Mi madre apreciaba la buena música, pues había crecido escuchándola en Nápoles. Yo, en cambio, sólo conocía el coro de la iglesia y la música popular de las ferias.
—Sí, el domingo pasado, cuando iba a misa —respondió—. Nicolás estaba tocando en el dormitorio del piso superior, encima de la tienda. Todo el mundo podía oírle y su padre le estaba amenazando con romperle las manos.
Solté un leve jadeo ante tal crueldad. Me sentía profundamente fascinado. Creo que empecé a quererle en ese mismo instante, por lanzarse de aquel modo a hacer lo que deseaba.
—Naturalmente, el muchacho nunca llegará a nada —siguió comentando mi madre.
—¿Por qué no?
—Es demasiado mayor. No se puede empezar a aprender violín a los veinte años. De todos modos, ¿qué sé yo? A su modo, tiene una forma mágica de tocar. Y tal vez le venda su alma al diablo.
Me eché a reír, un poco inquieto. Aquello sonaba a magia.
—¿Por qué no bajas al pueblo y te haces amigo suyo? —me sugirió.
—¿Por qué diablos tendría que hacerlo? —repliqué.

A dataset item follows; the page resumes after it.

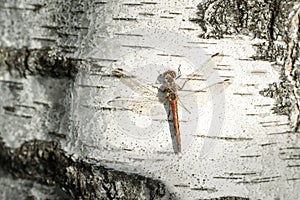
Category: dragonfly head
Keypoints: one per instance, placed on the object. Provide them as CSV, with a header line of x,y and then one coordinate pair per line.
x,y
170,73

—Vamos, Lestat. A tus hermanos no les hará mucha gracia. Y el viejo comerciante no cabrá en sí de gozo. Su hijo y el hijo del marqués...
—No son razones suficientes.
—Nicolás ha estado en París —añadió ella. Me miró durante un instante. Luego se concentró de nuevo en su libro y volvió a pasarse de vez en cuando el cepillo por el cabello con el mismo gesto indolente.
La contemplé mientras leía, furioso. Quería preguntarle cómo se encontraba, si tenía mucha tos aquel día, pero no fui capaz de hacerle el menor comentario.
—Baja al pueblo y habla con él, Lestat —insistió ella, sin volver a mirarme.
Tardé una semana en decidirme a ir en busca de Nicolás de Lenfent.
Me puse la capa de terciopelo rojo forrada de piel y las botas de gamuza forradas, y descendí por la serpenteante calle principal del pueblo, en dirección a la posada.
La tienda del padre de Nicolás estaba frente por frente con la posada, pero no vi a Nicolás ni escuché su violín.
Yo no tenía dinero más que para un vaso de vino, y no supe muy bien qué decir cuando el posadero se me acercó y, con una reverencia, dejó delante de mí una botella de su mejor vino.
Naturalmente, aquella gente me había tratado siempre como el hijo del amo, pero aprecié que las cosas habían cambiado mucho tras la cacería de los lobos y, cosa extraña, ello me hizo sentir aún más solo de lo habitual.